Can you be a fan of a celebrity as well as a journalist at the same time? This question had been haunting me for a while. Journalism ethics says all are equal before you. We are not even supposed to address anyone as sir/madam but Mr./Ms. Every human creature in front of you is either a source or subject.
Leaving apart the ethics, I always end up saying “I’m a huge fan of you. I admire your talents so much”. As soon as the interview with a celebrity is over, I sit before computer fearing if I could do justice as a journalist. I must write impartially. The only people I’m committed to should be common readers. They expect a neutral view from my side.
While reporting for Kerala State Youth Festival in January, I happened to meet violin maestro Balabaskar. He was a participant in 1980s. He was memorizing those days. I went straight to him and said, “Balu chetta, njan thankalude valiya oru fan aanu” (Baluji, I’m a great admirer of yours). Just after uttering those words, I was like ‘Oops, again the aficionado in me is out’. I knew every bit of him from his role as a judge of a reality show till the formation of his new band Balaleela.

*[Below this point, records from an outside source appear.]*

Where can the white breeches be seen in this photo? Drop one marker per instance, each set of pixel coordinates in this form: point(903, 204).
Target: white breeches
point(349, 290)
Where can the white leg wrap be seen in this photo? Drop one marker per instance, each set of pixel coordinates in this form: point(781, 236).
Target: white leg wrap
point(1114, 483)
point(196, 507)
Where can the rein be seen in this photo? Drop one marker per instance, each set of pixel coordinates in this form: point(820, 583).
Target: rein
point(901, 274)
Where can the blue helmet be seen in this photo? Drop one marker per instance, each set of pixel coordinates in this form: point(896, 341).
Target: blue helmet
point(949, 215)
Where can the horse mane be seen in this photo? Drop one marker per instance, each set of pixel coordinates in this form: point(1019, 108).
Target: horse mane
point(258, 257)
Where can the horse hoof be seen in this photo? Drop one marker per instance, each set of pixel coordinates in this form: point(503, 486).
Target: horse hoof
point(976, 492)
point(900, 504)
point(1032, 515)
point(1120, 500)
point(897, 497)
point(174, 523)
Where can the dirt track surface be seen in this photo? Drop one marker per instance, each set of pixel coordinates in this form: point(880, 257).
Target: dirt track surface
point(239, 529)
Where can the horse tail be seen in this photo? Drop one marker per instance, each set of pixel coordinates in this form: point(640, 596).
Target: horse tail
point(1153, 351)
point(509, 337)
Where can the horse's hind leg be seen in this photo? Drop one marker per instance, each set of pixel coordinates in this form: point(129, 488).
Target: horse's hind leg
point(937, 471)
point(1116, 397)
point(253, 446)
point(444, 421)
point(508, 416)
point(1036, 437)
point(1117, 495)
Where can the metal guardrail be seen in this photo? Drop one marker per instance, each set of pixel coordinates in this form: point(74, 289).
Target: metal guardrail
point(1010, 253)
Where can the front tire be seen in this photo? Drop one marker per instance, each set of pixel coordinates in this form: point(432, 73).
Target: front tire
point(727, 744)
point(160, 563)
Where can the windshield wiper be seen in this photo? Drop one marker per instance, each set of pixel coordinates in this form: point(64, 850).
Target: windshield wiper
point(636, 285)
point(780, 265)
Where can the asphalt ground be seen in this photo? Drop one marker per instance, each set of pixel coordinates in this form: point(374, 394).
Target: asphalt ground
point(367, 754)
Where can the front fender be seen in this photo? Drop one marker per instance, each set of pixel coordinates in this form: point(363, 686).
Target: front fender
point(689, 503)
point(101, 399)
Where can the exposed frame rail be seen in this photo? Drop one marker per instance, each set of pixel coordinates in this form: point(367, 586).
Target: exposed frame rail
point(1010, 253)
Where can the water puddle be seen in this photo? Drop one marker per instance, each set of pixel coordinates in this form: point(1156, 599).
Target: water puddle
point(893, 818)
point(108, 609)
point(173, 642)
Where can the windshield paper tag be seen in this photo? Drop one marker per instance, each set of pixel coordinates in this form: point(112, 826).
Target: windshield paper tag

I’ve always wondered whether other media persons also feel the same. There are reports appearing in news papers regarding royal family at Thiruvananthapuram. Readers would find blind devotion in reports. Members of royal family might be clean or corrupted. But it is the court that gives final verdict. Same is the case of devotional centers and human-gods. Fidelity of writers overpowers actual facts.
At last I’d conclude with a thought that we are also human beings. We do have our own faith that may interpret our thoughts during our work. But I also admit the best journalists are those who’d remain at the middle-of-the-road.